Menghadapi keadaan demikian Umar kebingungan, dia
berkata, “Sungguh aku tidak mengerti siapakah di antara kalian yang harus
didahulukan dan siapa yang diakhirkan. Sebab jika aku berikan hak suami
pastilah saudara kandung perempuan pewaris akan dirugikan karena berkurang
bagiannya. Begitu juga sebaliknya bila aku berikan terlebih dahulu hak kedua
saudara kandung perempuan pewaris maka akan berkuranglah nashib (bagian)
suami.” Umar kemudian mengajukan persoalan ini kepada para sahabat Rasulullah.
Di antara mereka ada Zaid bn Tsabit dan menganjurkan kepada Umar agar
menggunakan ‘aul. Umar menerima anjuran Zaid dan berkata, “Tambahkan hak
para ashabul furudh akan fardhnya .” para sahabat menyepakati
langkah tersebut dan menjadilah hokum tentang ‘aul (penambahan) fardh
ini sebagai keputusan yang disepakati seluruh sahabat Nabi.
Pokok Masalah Dalam ‘Aul
Ø
Tidak dapat di-’aul-kan
1.
2 (dua)
2.
3 (tiga)
3.
4 (empat)
4.
8 (delapan)
Contoh :
Seseorang wafat
dan meninggalkan suami serta seorang saudara kandung perempuan. Maka
pembagiannya sebagai berikut : pokok masalahnya dari dua (2). Bagian suami
setengah berarti satu (1), dan bagian saudara kandung perempuan setengah berarti
satu (1). Maka dalam masalah ini tidak menggunakan ‘aul
Seseorang wafat
dan meninggalkan istri, saudara kandung laki laki dan saudara kandug perempuan.
Maka pembagiannya seperti berikut : pokok masalahnya dari empat (4), bagian
istri seperempat (1/4) berarti satu (1) bagian. Sedangkan sisanya (yakni ¾)

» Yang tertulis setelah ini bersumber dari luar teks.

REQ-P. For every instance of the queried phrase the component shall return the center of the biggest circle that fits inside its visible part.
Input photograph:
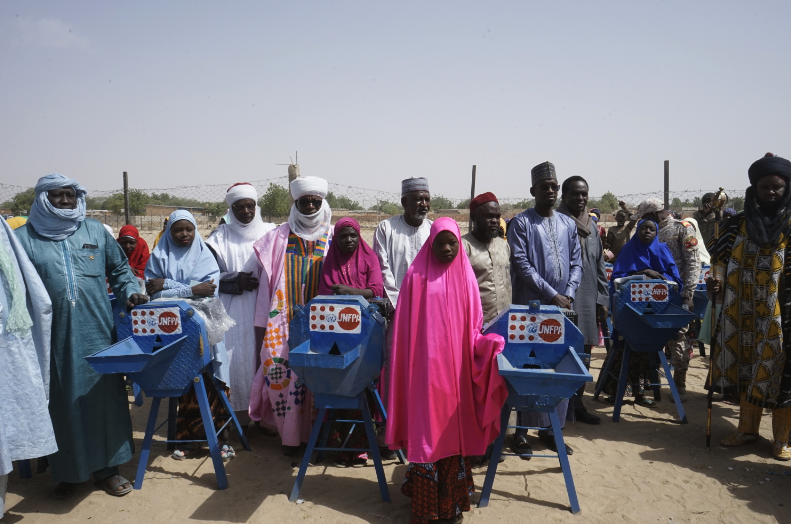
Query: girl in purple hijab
(350, 268)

dibagi dua antara saudara kandung laki laki dengan saudara kandung perempuan,
dengan ketentuan bagian laki laki dua kali bagian perempuan.
Seseorang wafat
dan meninggalkan seorang istri, anak perempuan dan saudara kandung perempuan.

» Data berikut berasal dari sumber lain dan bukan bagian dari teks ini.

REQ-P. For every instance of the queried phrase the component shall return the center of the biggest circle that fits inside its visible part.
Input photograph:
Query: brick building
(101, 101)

Maka pembagiannya seperti berikut : pokok masalhnya dari delapan (8), bagian
istri seperdelapan (1/8) berarti datu bagian, anak setengah (1/2) berarti empat
bagian, sedangkan saudara kandung perempuan menerima sisanya. Yakni tiga
perdelapan (3/8).
Secara ringkas dapat dikatakan bahwa pokok msalah
dalam contoh contoh semuanya tidak dapat di-‘aul-kan, sebab pokok
masalahnya cocok atau tepat dengan bagian para ashabul furudh.
Ø Dapat Di-’Aul-Kan
1.
6 (enam) hanya dapat di-‘aul-kan
sampai 10, yaitu 7, 8, 9 atau 10
2.
12 (dua belas) hanya dapat di-‘aul-kan
sampai 17, hanya angka ganjilnya, 12, 13, 15
atau 17
3.
24 (dua puluh empat) hanya dapat di-‘aul-kan menjadi 27
saja, dan hanya pada masalah al mimbariyah
Beberapa contoh masalah ‘aul
Seseorang wafat
dan meninggalkan ayah, ibu, dan anak perempuan dan cucu perempuan keturunan
laki laki. Maka pembagiannya sebagai berikut : pokok masalhnya dari enam (6).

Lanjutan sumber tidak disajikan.